L’interrogativo è d’obbligo se si considera quanto sopra illustrato per quanto riguarda la situazione delle relazioni internazionali di Algeria ed Egitto, i due giganti del Nord Africa. Se a tale duetto volessimo aggiungere il turbolento contesto libico, che vede l’ingombrante presenza di Russia e Turchia con forze militari e para-militari sul terreno, il quadro generale si farebbe preoccupante per l’Italia. Roma si trova ad assistere, infatti ad una lenta, ma progressiva traslazione geopolitica della sponda sud del Mediterraneo verso un baricentro non amico dell’Occidente.

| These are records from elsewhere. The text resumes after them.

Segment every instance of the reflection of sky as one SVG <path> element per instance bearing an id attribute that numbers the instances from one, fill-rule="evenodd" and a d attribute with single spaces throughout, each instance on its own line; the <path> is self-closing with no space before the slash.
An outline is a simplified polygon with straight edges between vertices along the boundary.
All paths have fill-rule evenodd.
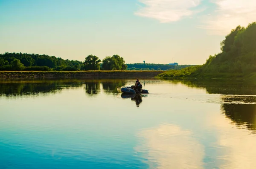
<path id="1" fill-rule="evenodd" d="M 102 84 L 93 97 L 84 85 L 1 97 L 0 168 L 255 168 L 256 135 L 221 112 L 220 95 L 165 81 L 143 86 L 150 94 L 139 108 Z"/>

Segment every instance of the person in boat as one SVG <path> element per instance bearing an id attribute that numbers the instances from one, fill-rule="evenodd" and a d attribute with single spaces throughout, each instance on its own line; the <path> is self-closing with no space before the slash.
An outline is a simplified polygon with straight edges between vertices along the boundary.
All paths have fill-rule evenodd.
<path id="1" fill-rule="evenodd" d="M 134 89 L 136 91 L 136 93 L 140 93 L 141 92 L 141 88 L 142 88 L 142 85 L 140 82 L 140 80 L 137 79 L 136 82 L 135 82 L 135 85 L 134 86 Z"/>

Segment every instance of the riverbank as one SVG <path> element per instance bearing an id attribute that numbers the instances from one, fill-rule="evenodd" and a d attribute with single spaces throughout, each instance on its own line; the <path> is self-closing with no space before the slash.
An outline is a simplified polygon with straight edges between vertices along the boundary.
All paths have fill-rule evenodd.
<path id="1" fill-rule="evenodd" d="M 153 77 L 165 71 L 0 71 L 0 78 Z"/>

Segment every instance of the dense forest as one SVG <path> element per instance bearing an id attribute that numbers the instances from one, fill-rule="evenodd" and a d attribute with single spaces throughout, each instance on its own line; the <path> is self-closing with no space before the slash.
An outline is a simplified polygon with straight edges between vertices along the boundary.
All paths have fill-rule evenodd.
<path id="1" fill-rule="evenodd" d="M 127 70 L 168 70 L 170 69 L 181 69 L 187 67 L 191 66 L 190 65 L 174 66 L 164 64 L 154 63 L 131 63 L 127 64 Z"/>
<path id="2" fill-rule="evenodd" d="M 221 52 L 205 64 L 160 74 L 162 77 L 256 77 L 256 22 L 237 26 L 221 42 Z"/>
<path id="3" fill-rule="evenodd" d="M 0 71 L 79 71 L 79 70 L 166 70 L 180 69 L 192 65 L 173 66 L 163 64 L 125 64 L 123 58 L 115 54 L 102 61 L 89 55 L 84 62 L 64 60 L 46 54 L 8 53 L 0 54 Z"/>
<path id="4" fill-rule="evenodd" d="M 78 71 L 93 70 L 126 70 L 123 58 L 115 54 L 101 60 L 96 56 L 89 55 L 84 62 L 64 60 L 46 54 L 21 53 L 0 54 L 0 70 L 7 71 Z"/>

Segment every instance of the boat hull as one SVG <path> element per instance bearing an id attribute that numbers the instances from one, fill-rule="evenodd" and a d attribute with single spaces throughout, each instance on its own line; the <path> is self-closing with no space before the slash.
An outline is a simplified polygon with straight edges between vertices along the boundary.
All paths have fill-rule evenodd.
<path id="1" fill-rule="evenodd" d="M 135 90 L 131 87 L 125 87 L 121 88 L 121 91 L 123 93 L 126 93 L 128 94 L 138 94 L 136 93 Z M 140 93 L 142 94 L 148 94 L 148 91 L 145 89 L 142 89 L 141 92 Z"/>

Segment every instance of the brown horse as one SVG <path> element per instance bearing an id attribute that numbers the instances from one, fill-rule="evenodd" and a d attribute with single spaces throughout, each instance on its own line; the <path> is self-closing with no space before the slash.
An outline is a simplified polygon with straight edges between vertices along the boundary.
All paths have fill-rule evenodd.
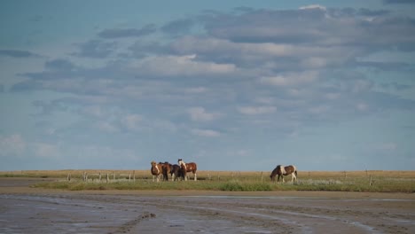
<path id="1" fill-rule="evenodd" d="M 182 177 L 184 179 L 182 175 L 183 173 L 180 166 L 178 166 L 177 164 L 170 166 L 170 176 L 172 181 L 178 180 L 179 177 Z"/>
<path id="2" fill-rule="evenodd" d="M 184 178 L 184 180 L 187 180 L 186 173 L 187 172 L 192 172 L 193 173 L 194 176 L 194 180 L 197 181 L 197 176 L 196 176 L 196 171 L 198 170 L 198 165 L 194 162 L 188 162 L 184 163 L 182 159 L 178 159 L 177 160 L 178 165 L 182 168 L 182 177 Z"/>
<path id="3" fill-rule="evenodd" d="M 165 161 L 164 163 L 161 162 L 161 164 L 163 174 L 163 181 L 168 181 L 168 173 L 170 173 L 171 170 L 171 164 L 169 164 L 168 161 Z"/>
<path id="4" fill-rule="evenodd" d="M 278 175 L 278 182 L 279 182 L 279 177 L 281 176 L 281 178 L 283 179 L 283 183 L 284 183 L 285 182 L 284 176 L 288 176 L 288 175 L 292 176 L 291 177 L 292 183 L 294 182 L 294 180 L 297 181 L 297 168 L 294 165 L 290 165 L 286 167 L 284 167 L 282 165 L 277 166 L 277 168 L 275 168 L 275 169 L 271 172 L 271 175 L 270 176 L 270 177 L 271 178 L 271 181 L 275 182 L 275 176 L 277 175 Z"/>
<path id="5" fill-rule="evenodd" d="M 163 176 L 163 164 L 160 162 L 157 164 L 157 162 L 152 161 L 152 168 L 150 171 L 153 175 L 153 182 L 154 182 L 155 178 L 157 178 L 157 182 L 159 182 L 160 176 Z"/>

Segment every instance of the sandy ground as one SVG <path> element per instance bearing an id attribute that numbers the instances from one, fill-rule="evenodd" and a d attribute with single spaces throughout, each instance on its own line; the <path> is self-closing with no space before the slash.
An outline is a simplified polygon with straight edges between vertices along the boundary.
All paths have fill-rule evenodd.
<path id="1" fill-rule="evenodd" d="M 415 233 L 415 194 L 84 191 L 0 179 L 0 233 Z"/>

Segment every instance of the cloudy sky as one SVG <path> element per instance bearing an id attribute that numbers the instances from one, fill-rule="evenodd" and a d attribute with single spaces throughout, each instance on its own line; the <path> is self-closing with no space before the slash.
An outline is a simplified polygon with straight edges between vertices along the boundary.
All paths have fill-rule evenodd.
<path id="1" fill-rule="evenodd" d="M 414 10 L 1 1 L 0 170 L 413 170 Z"/>

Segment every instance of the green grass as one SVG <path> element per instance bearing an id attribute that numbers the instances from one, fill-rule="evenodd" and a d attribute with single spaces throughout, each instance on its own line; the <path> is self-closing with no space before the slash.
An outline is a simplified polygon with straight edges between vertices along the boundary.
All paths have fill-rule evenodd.
<path id="1" fill-rule="evenodd" d="M 71 181 L 67 176 L 71 173 Z M 148 171 L 101 172 L 89 171 L 89 181 L 83 182 L 82 171 L 22 171 L 19 173 L 0 173 L 1 177 L 38 177 L 54 178 L 35 185 L 37 188 L 82 190 L 201 190 L 229 191 L 370 191 L 370 192 L 415 192 L 415 171 L 357 171 L 357 172 L 302 172 L 299 173 L 297 183 L 291 183 L 291 177 L 286 177 L 285 183 L 271 183 L 269 173 L 262 172 L 215 172 L 201 171 L 198 181 L 153 182 Z M 106 173 L 110 174 L 106 183 Z M 111 174 L 112 173 L 112 174 Z M 116 179 L 114 180 L 114 174 Z M 129 180 L 129 176 L 135 178 Z M 371 184 L 372 182 L 372 184 Z"/>

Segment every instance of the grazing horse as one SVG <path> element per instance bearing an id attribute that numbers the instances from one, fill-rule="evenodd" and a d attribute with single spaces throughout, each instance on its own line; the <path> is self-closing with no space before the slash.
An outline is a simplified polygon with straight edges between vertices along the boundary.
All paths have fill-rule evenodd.
<path id="1" fill-rule="evenodd" d="M 171 170 L 171 164 L 169 164 L 168 161 L 165 161 L 164 163 L 161 162 L 161 164 L 163 174 L 163 181 L 168 181 L 168 173 L 170 173 Z"/>
<path id="2" fill-rule="evenodd" d="M 160 176 L 163 176 L 163 164 L 160 162 L 157 164 L 157 162 L 152 161 L 152 168 L 150 171 L 153 175 L 153 182 L 154 182 L 155 178 L 157 178 L 157 182 L 159 182 Z"/>
<path id="3" fill-rule="evenodd" d="M 184 163 L 182 159 L 178 159 L 177 160 L 178 165 L 182 168 L 182 177 L 184 178 L 184 180 L 187 180 L 186 173 L 187 172 L 192 172 L 193 173 L 194 176 L 194 180 L 197 181 L 197 176 L 196 176 L 196 170 L 198 169 L 198 165 L 194 162 L 188 162 Z"/>
<path id="4" fill-rule="evenodd" d="M 170 166 L 170 176 L 171 176 L 172 181 L 176 181 L 176 180 L 178 180 L 179 177 L 183 177 L 182 175 L 183 173 L 182 173 L 180 166 L 178 166 L 177 164 Z"/>
<path id="5" fill-rule="evenodd" d="M 275 169 L 272 171 L 271 175 L 270 176 L 270 177 L 271 178 L 271 181 L 275 182 L 275 176 L 277 175 L 278 175 L 278 182 L 279 182 L 279 177 L 281 176 L 281 178 L 283 179 L 283 183 L 284 183 L 285 182 L 284 176 L 288 176 L 288 175 L 292 176 L 291 177 L 292 183 L 294 182 L 294 179 L 295 181 L 297 181 L 297 168 L 294 165 L 290 165 L 286 167 L 284 167 L 282 165 L 277 166 L 277 168 L 275 168 Z"/>

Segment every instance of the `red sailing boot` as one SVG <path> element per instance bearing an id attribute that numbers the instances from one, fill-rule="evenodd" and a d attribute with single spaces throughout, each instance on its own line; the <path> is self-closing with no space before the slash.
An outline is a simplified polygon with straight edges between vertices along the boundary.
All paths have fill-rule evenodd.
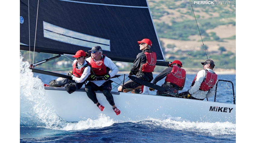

Nello scontro globale in atto tra “the west” e “the rest”, le fila di questo secondo blocco, seppure molto frastagliato e disomogeneo, sembrano ingrossarsi sempre di più.
La guerra al dollaro
Dietro l’attivismo del blocco Brics, appare evidente il tentativo di sfidare il sistema finanziario internazionale dominato dal dollaro. Tutti i membri dei Brics hanno adottato misure per de-dollarizzare l’economia e aumentare la loro autonomia nel sistema finanziario globale. La pandemia da COVID-19 e la guerra russa in Ucraina hanno offerto ai Brics l’opportunità di sperimentare la costruzione di un paniere di valute in qualche misura legato alle commodities, come era il dollaro USA fino al 1931, quando venne abbandonato il gold standard. Non è ancora chiaro se i membri dei BRICS abbiano la capacità di trasferire le riserve estere per sviluppare questa nuova sfera di influenza. Se la de-dollarizzazione è un interesse politico condiviso, il ruolo del dollaro nel commercio internazionale potrebbe rendere l’affrancamento dalla moneta USA una possibilità ancora remota.